One of the most interesting mechanisms induced by HBOT is angiogenesis mediated by the release of omnipotent stem cells, capable of differentiating into endothelial cells, and by the production of crucial mediators for the angiogenesis, such as vascular endothelial growth factor (VEGF) and hypoxia-inducible factor-1 alpha (HIF-1 alpha). In addition, hyperoxia-induced by HBOT appears to improve microcirculation by increasing deformity of red blood cells and decreasing blood viscosity. Another welldescribed role of HBOT focuses on wound healing, where it seems to induce reactive oxygen species and reactive nitrogen species. Together these acts as signal transducers, promote growth factors, attenuate cell apoptosis and reduce inflammation. Importantly, HBOT also reduces wound infection by its direct effect on anaerobic bacteria, its indirect effect on aerobic bacteria by enhancing the microbicidal capability of polymorphonuclear leukocytes and acts synergically with antibiotics [3-8].

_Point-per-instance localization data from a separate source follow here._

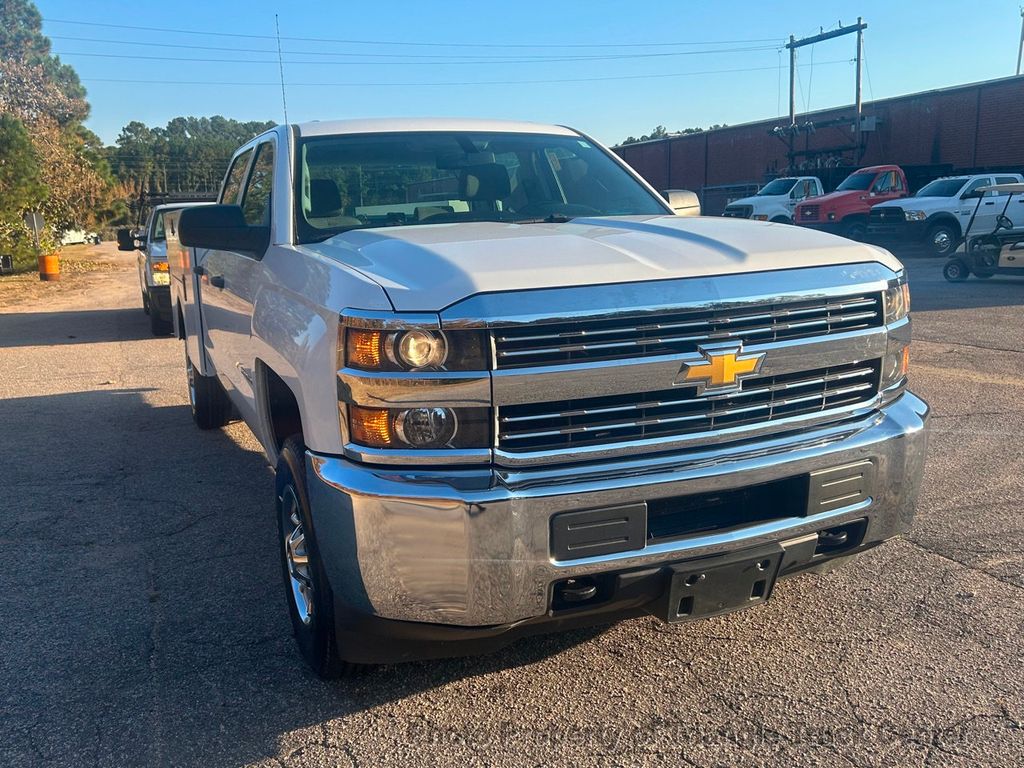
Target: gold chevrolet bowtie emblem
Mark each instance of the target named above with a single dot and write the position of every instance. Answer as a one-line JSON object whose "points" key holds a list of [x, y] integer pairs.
{"points": [[721, 370]]}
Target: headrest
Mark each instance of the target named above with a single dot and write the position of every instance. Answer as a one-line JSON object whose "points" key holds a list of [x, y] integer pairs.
{"points": [[324, 198], [488, 181]]}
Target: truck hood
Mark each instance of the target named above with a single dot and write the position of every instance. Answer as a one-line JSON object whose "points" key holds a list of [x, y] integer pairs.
{"points": [[760, 201], [928, 204], [429, 267]]}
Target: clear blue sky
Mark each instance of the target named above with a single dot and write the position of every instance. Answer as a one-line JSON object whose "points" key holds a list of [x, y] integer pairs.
{"points": [[909, 46]]}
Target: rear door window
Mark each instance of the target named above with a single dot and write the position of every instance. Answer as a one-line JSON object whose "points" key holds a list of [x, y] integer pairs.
{"points": [[236, 175], [256, 201]]}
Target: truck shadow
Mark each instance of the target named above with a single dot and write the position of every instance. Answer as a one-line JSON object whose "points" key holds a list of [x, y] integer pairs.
{"points": [[82, 327], [160, 631]]}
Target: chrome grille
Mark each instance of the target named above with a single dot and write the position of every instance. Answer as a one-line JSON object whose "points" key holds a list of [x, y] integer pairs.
{"points": [[738, 212], [674, 333], [678, 412]]}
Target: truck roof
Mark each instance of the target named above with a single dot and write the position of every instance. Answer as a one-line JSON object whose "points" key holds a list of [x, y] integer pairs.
{"points": [[878, 168], [393, 125]]}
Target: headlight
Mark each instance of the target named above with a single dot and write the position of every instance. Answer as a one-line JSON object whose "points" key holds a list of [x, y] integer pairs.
{"points": [[897, 299], [895, 365], [415, 349], [418, 349], [425, 427]]}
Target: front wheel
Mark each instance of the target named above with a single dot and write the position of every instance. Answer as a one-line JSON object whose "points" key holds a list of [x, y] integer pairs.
{"points": [[955, 270], [210, 406], [159, 325], [941, 240], [310, 602]]}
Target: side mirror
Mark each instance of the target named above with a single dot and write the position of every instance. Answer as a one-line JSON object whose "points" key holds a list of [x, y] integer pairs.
{"points": [[126, 240], [682, 202], [221, 227]]}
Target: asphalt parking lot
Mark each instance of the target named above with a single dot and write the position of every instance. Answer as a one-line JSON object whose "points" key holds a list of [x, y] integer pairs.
{"points": [[142, 620]]}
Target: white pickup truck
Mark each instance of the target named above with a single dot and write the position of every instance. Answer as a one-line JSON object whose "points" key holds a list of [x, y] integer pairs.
{"points": [[150, 243], [937, 215], [507, 391], [776, 200]]}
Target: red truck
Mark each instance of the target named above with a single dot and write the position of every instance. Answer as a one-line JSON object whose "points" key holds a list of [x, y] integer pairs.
{"points": [[845, 211]]}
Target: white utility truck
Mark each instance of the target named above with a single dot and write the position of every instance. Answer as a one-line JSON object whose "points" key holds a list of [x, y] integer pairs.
{"points": [[508, 391], [776, 200]]}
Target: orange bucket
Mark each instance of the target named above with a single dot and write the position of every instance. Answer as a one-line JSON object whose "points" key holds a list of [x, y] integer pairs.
{"points": [[49, 267]]}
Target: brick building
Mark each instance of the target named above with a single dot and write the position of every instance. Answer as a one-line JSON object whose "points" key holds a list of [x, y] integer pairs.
{"points": [[967, 128]]}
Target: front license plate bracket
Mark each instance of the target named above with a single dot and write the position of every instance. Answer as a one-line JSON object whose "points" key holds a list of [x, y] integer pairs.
{"points": [[716, 586]]}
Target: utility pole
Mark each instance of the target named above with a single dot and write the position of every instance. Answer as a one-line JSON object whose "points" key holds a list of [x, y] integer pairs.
{"points": [[794, 44], [1020, 46], [860, 64]]}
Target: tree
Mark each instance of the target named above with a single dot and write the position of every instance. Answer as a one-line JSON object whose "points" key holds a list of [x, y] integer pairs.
{"points": [[662, 132], [47, 98], [20, 188], [188, 154]]}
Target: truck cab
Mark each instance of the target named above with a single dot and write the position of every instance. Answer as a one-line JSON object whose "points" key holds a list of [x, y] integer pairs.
{"points": [[507, 390], [937, 215], [154, 279], [776, 200], [846, 210]]}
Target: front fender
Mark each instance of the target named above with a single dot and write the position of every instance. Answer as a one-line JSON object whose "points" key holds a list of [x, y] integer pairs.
{"points": [[295, 334]]}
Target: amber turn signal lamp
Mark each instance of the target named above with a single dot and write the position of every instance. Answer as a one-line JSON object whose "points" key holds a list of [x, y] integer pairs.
{"points": [[363, 348], [370, 426]]}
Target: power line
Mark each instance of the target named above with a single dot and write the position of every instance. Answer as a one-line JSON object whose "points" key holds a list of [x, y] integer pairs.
{"points": [[452, 83], [431, 57], [378, 64], [164, 30]]}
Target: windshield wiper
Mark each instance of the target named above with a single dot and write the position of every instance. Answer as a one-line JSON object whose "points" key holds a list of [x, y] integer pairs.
{"points": [[551, 218]]}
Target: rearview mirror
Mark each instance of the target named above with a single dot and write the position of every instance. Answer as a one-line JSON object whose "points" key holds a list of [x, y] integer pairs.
{"points": [[682, 202], [221, 227], [126, 240]]}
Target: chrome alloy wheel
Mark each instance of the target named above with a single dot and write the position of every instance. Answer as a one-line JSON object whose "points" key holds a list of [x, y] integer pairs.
{"points": [[297, 556]]}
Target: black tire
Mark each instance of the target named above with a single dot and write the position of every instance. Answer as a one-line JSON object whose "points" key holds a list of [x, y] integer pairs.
{"points": [[313, 624], [955, 270], [942, 239], [210, 406], [855, 229], [159, 325]]}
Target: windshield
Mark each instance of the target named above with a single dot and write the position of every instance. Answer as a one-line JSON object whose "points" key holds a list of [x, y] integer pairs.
{"points": [[856, 181], [397, 179], [778, 186], [943, 187]]}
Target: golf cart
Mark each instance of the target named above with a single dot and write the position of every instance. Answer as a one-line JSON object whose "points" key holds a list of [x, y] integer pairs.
{"points": [[1000, 250]]}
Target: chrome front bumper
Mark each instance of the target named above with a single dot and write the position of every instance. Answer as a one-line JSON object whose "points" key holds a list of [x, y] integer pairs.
{"points": [[472, 547]]}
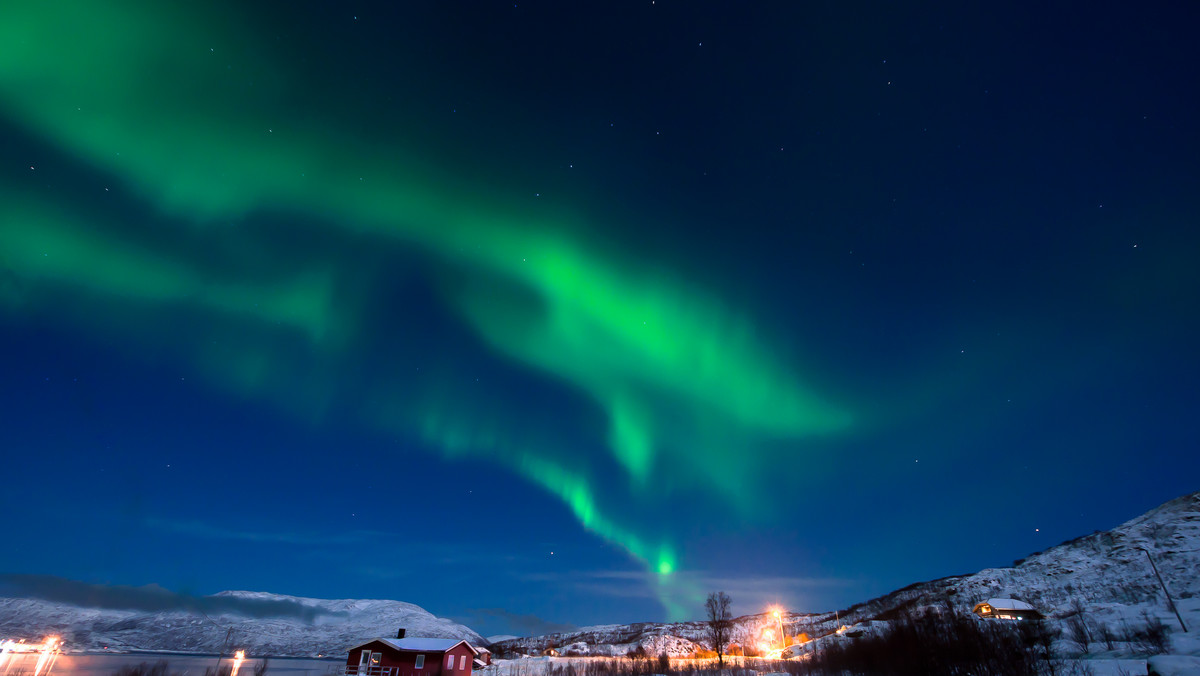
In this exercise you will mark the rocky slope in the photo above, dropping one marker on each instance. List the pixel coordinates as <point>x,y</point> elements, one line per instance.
<point>330,628</point>
<point>1108,572</point>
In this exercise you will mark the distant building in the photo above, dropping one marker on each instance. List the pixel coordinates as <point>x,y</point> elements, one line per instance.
<point>1007,609</point>
<point>412,656</point>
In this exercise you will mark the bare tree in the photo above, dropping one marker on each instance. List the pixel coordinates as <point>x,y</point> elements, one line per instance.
<point>719,623</point>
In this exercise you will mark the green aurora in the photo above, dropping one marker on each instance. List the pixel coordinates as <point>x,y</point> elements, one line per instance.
<point>155,97</point>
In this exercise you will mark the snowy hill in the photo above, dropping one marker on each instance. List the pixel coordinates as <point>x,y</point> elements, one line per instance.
<point>1108,572</point>
<point>1103,570</point>
<point>328,627</point>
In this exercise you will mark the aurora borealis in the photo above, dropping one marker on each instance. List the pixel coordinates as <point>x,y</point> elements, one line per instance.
<point>375,300</point>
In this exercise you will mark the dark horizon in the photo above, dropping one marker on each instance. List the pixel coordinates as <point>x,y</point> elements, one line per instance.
<point>576,313</point>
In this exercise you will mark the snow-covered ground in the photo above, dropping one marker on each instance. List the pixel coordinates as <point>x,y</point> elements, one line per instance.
<point>330,628</point>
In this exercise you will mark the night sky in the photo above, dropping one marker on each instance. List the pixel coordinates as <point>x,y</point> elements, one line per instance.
<point>552,313</point>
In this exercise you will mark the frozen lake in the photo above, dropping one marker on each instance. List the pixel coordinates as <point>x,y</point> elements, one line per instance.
<point>81,664</point>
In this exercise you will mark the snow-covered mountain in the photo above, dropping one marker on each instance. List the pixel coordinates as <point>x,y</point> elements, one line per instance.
<point>327,627</point>
<point>1107,572</point>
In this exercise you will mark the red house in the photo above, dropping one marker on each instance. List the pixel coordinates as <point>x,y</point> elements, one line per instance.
<point>411,657</point>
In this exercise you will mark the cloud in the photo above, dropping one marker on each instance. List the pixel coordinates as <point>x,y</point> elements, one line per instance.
<point>149,598</point>
<point>522,624</point>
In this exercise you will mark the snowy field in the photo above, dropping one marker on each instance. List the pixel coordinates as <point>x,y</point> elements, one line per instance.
<point>81,664</point>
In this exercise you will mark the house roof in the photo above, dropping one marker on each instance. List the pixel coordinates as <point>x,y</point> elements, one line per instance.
<point>420,644</point>
<point>1008,604</point>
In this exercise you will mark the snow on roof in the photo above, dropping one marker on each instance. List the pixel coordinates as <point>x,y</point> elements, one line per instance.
<point>1009,604</point>
<point>421,644</point>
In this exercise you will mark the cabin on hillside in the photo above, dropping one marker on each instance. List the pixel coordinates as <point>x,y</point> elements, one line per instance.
<point>413,656</point>
<point>1007,609</point>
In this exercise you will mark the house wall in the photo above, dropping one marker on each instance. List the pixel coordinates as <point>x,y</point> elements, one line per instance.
<point>460,652</point>
<point>406,660</point>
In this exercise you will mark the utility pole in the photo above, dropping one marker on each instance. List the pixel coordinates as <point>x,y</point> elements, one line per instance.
<point>1170,602</point>
<point>221,656</point>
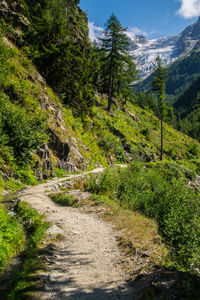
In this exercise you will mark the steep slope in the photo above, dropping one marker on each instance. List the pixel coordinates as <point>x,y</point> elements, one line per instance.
<point>144,52</point>
<point>170,48</point>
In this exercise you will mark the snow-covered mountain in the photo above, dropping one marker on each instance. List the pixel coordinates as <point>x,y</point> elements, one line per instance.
<point>144,52</point>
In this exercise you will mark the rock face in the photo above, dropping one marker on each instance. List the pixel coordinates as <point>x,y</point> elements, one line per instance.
<point>144,51</point>
<point>13,10</point>
<point>189,38</point>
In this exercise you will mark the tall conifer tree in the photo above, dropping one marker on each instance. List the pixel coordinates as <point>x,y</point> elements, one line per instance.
<point>117,65</point>
<point>158,85</point>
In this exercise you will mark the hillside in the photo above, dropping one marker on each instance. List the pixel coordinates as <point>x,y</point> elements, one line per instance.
<point>55,121</point>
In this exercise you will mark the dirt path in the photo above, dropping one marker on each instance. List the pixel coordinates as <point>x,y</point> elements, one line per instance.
<point>86,264</point>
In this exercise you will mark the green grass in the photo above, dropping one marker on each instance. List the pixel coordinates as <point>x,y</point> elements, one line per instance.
<point>12,237</point>
<point>36,227</point>
<point>62,199</point>
<point>159,191</point>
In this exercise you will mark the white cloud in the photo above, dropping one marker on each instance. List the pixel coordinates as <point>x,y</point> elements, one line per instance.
<point>189,8</point>
<point>94,31</point>
<point>133,31</point>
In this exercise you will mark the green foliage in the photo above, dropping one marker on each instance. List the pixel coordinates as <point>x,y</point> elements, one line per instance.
<point>57,42</point>
<point>36,227</point>
<point>62,199</point>
<point>118,70</point>
<point>158,85</point>
<point>34,223</point>
<point>12,237</point>
<point>159,191</point>
<point>22,132</point>
<point>112,145</point>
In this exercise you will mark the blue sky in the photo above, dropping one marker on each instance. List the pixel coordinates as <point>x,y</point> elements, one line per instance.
<point>155,18</point>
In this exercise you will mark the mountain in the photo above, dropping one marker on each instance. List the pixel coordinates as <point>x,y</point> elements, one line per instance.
<point>144,51</point>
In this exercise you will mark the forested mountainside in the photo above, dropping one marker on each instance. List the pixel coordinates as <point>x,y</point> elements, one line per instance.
<point>182,92</point>
<point>64,108</point>
<point>54,35</point>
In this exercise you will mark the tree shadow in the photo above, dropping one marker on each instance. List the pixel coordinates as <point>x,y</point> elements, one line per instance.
<point>161,284</point>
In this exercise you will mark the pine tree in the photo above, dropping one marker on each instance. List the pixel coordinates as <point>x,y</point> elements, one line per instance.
<point>158,85</point>
<point>116,63</point>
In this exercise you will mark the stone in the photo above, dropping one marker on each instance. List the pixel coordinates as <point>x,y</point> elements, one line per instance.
<point>54,230</point>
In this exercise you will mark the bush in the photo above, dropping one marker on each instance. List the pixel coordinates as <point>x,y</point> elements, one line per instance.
<point>112,146</point>
<point>159,191</point>
<point>12,237</point>
<point>23,131</point>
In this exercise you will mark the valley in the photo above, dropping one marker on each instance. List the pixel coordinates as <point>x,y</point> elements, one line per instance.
<point>99,179</point>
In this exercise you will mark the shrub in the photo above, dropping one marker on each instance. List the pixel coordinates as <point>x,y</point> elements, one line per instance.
<point>62,199</point>
<point>159,191</point>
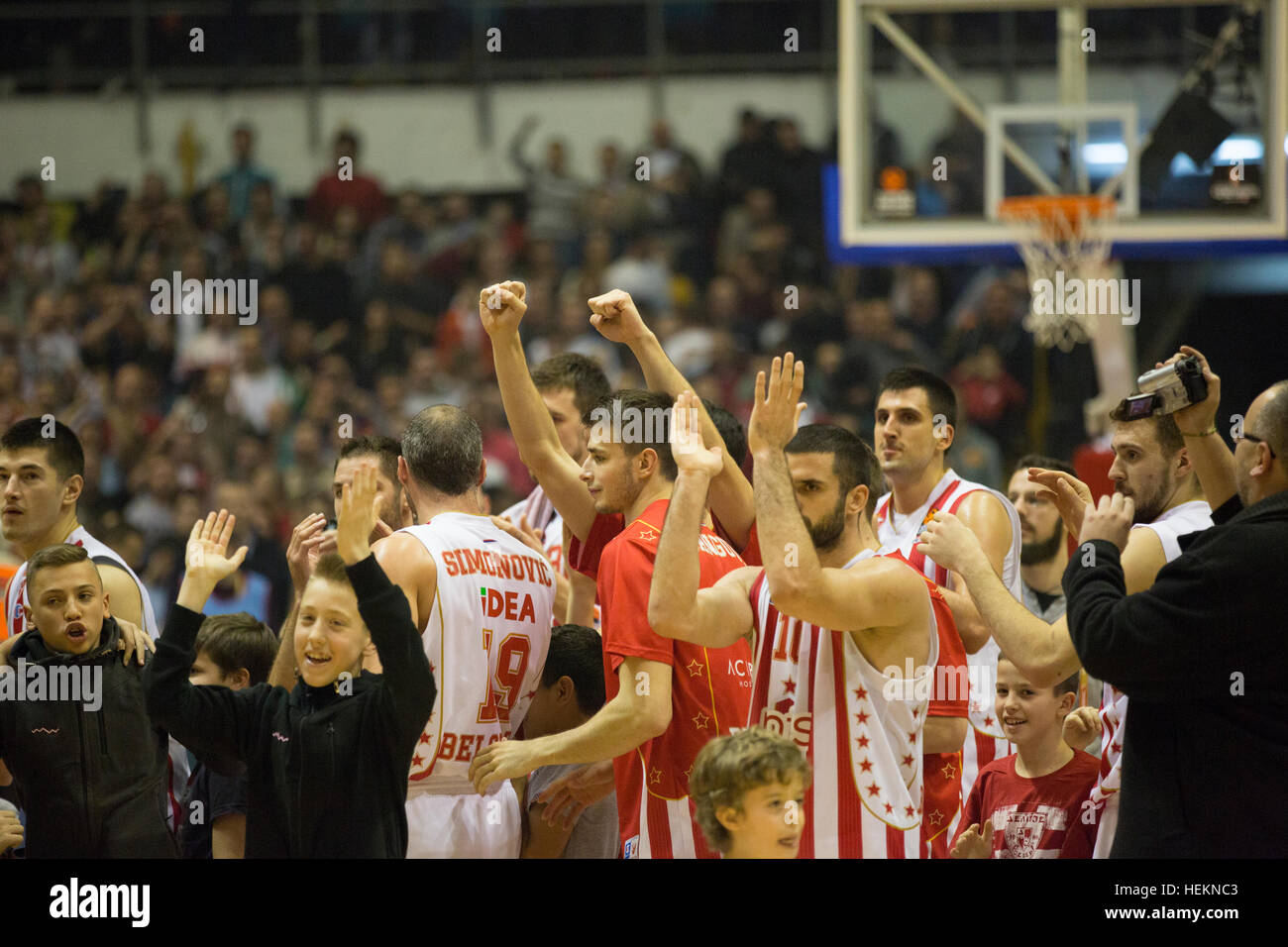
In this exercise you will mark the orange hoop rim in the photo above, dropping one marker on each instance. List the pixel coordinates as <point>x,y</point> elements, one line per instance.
<point>1054,210</point>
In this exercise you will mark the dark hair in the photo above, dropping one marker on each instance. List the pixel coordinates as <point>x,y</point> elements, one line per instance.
<point>578,372</point>
<point>656,433</point>
<point>443,450</point>
<point>64,453</point>
<point>53,557</point>
<point>1170,437</point>
<point>939,393</point>
<point>374,446</point>
<point>730,431</point>
<point>331,569</point>
<point>239,641</point>
<point>1044,463</point>
<point>853,462</point>
<point>1069,684</point>
<point>578,652</point>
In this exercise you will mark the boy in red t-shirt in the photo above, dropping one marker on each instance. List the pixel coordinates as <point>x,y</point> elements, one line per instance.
<point>1030,802</point>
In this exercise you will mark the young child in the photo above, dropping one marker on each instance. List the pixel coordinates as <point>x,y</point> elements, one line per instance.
<point>1030,802</point>
<point>571,692</point>
<point>233,651</point>
<point>750,792</point>
<point>89,764</point>
<point>326,763</point>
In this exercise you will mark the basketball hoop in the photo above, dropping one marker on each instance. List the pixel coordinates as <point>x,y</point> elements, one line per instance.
<point>1060,239</point>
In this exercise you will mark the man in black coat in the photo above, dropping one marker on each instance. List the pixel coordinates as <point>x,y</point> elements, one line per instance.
<point>1202,654</point>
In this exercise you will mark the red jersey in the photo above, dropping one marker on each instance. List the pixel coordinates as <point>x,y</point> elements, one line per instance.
<point>1034,818</point>
<point>709,688</point>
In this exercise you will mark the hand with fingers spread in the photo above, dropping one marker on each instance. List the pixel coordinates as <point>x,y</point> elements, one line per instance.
<point>614,316</point>
<point>974,844</point>
<point>305,549</point>
<point>777,408</point>
<point>207,561</point>
<point>949,543</point>
<point>691,453</point>
<point>571,795</point>
<point>360,512</point>
<point>1081,727</point>
<point>1111,521</point>
<point>1069,495</point>
<point>134,642</point>
<point>501,307</point>
<point>507,759</point>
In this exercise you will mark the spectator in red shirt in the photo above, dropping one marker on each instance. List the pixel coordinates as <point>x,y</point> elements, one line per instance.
<point>1030,802</point>
<point>343,185</point>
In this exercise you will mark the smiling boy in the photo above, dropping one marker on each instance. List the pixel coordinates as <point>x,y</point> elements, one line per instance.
<point>327,762</point>
<point>1030,802</point>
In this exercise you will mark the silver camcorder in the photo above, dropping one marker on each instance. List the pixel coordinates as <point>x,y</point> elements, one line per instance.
<point>1167,389</point>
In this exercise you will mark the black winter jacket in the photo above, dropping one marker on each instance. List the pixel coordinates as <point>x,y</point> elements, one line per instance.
<point>326,772</point>
<point>93,783</point>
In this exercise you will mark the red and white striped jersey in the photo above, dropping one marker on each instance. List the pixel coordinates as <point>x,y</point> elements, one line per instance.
<point>485,638</point>
<point>987,741</point>
<point>1173,523</point>
<point>863,740</point>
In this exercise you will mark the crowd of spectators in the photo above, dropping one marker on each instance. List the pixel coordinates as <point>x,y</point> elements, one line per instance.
<point>366,311</point>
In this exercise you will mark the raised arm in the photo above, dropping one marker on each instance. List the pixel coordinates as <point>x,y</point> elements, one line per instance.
<point>730,496</point>
<point>501,308</point>
<point>720,615</point>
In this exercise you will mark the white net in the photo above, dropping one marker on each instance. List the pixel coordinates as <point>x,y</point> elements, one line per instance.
<point>1063,243</point>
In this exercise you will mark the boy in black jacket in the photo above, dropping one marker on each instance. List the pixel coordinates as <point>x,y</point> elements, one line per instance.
<point>327,762</point>
<point>89,766</point>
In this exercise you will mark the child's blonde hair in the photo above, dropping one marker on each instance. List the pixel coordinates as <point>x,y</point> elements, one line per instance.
<point>728,768</point>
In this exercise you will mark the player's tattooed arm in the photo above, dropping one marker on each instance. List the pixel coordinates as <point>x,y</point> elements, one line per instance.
<point>501,308</point>
<point>1042,652</point>
<point>640,711</point>
<point>713,617</point>
<point>617,318</point>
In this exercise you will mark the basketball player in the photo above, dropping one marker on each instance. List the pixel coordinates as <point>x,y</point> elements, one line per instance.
<point>568,384</point>
<point>914,418</point>
<point>43,478</point>
<point>665,698</point>
<point>831,690</point>
<point>483,602</point>
<point>1151,467</point>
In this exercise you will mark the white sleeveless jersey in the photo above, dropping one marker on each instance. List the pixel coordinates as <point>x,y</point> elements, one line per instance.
<point>987,740</point>
<point>16,596</point>
<point>1173,523</point>
<point>485,637</point>
<point>814,685</point>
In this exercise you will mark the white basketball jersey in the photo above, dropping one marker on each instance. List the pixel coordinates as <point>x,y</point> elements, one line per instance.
<point>1173,523</point>
<point>814,685</point>
<point>987,740</point>
<point>16,596</point>
<point>485,637</point>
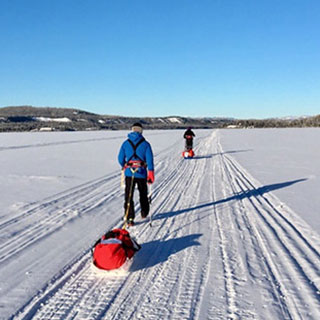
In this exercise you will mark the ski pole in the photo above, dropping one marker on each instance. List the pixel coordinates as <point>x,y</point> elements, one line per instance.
<point>129,198</point>
<point>150,200</point>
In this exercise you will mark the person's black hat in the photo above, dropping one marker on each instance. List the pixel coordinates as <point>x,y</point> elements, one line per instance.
<point>137,127</point>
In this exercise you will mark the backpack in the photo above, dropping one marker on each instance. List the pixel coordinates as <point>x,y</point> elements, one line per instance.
<point>113,249</point>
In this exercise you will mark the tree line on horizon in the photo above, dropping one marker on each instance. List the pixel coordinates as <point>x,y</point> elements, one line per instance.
<point>26,118</point>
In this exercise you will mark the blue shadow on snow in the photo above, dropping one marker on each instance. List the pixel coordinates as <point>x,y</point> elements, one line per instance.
<point>158,251</point>
<point>239,196</point>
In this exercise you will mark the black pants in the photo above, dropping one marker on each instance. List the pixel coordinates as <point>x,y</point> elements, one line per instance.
<point>143,192</point>
<point>189,144</point>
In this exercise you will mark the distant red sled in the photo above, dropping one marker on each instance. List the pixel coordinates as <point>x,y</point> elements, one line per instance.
<point>188,154</point>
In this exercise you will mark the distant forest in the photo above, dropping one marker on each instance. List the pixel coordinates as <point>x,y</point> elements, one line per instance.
<point>28,118</point>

Clinical Applications of HBOT in Otorhinolaryngology

The current indications for HBOT were reviewed by European Committee on Hyperbaric Medicine (ECHM) in 2016. In otolaryngology, HBOT is strongly indicated as the primary method of treatment in the following situations: treatment of mandibular osteoradionecrosis, prevention of mandibular osteoradionecrosis after dental extraction, treatment of idiopathic sudden sensorineural hearing loss (ISSNHL), in all cases of compromised skin grafts and flaps (as soon as possible after the diagnosis of compromised grafts/tissues) and both pre- and postoperatively in cases where there is an increased risk for compromised skin grafts and flaps (e.g. irradiated or infected wound bed, immune compromised patient). Experts also suggest HBOT in the treatment of osteoradionecrosis in other bones, soft tissue radionecrosis of the head and neck area, compromised skin grafts and in prevention or treatment of radio-induced lesions of the larynx, despite this last indication it is not yet supported by sufficiently strong evidence 9-10. Recent studies have focused on its potential benefit in the minimization of post-radiation sequelae. [11-13] However, more controlled and randomized studies are needed to broaden the indications of this form of treatment.

Adverse Effects

HBOT is a relatively safe form of treatment with few and generally transient adverse effects. These complications can occur by two main mechanisms, due to the effect of the pressure on enclosed gas spaces or by the toxic effects of the oxygen. Ophthalmologic (eg. reversible myopia, worsening of the cataract) and otorhinolaryngologic complications (eg. barotrauma of the ear, sinus squeeze) may occur but are usually mild and transient. More serious, but also rarer, complications of HBOT include exacerbation of congestive heart failure, pulmonary edema, and retinal changes [14-16].

Contraindications

The only absolute contraindication is the untreated tension pneumothorax. However, there are several relative contraindications that should be recognized when considering treatment with oxygen hyperbaric therapy. These include febrile illness, convulsive disorder, hyperthyroidism, congestive heart failure, pulmonary diseases (eg. chronic obstructive pulmonary disease), pregnancy and claustrophobia [14-16].

Conclusion

Hyperbaric oxygen therapy is a long-established method of treatment that has been developed and adjusted to new scientific knowledge. The lack of serious side effects and relatively low cost makes it an excellent treatment option for various medical and surgical conditions. Following the principle of evidence-based medicine, more controlled and randomized studies are needed so that its indications can be extended to other types of clinical conditions.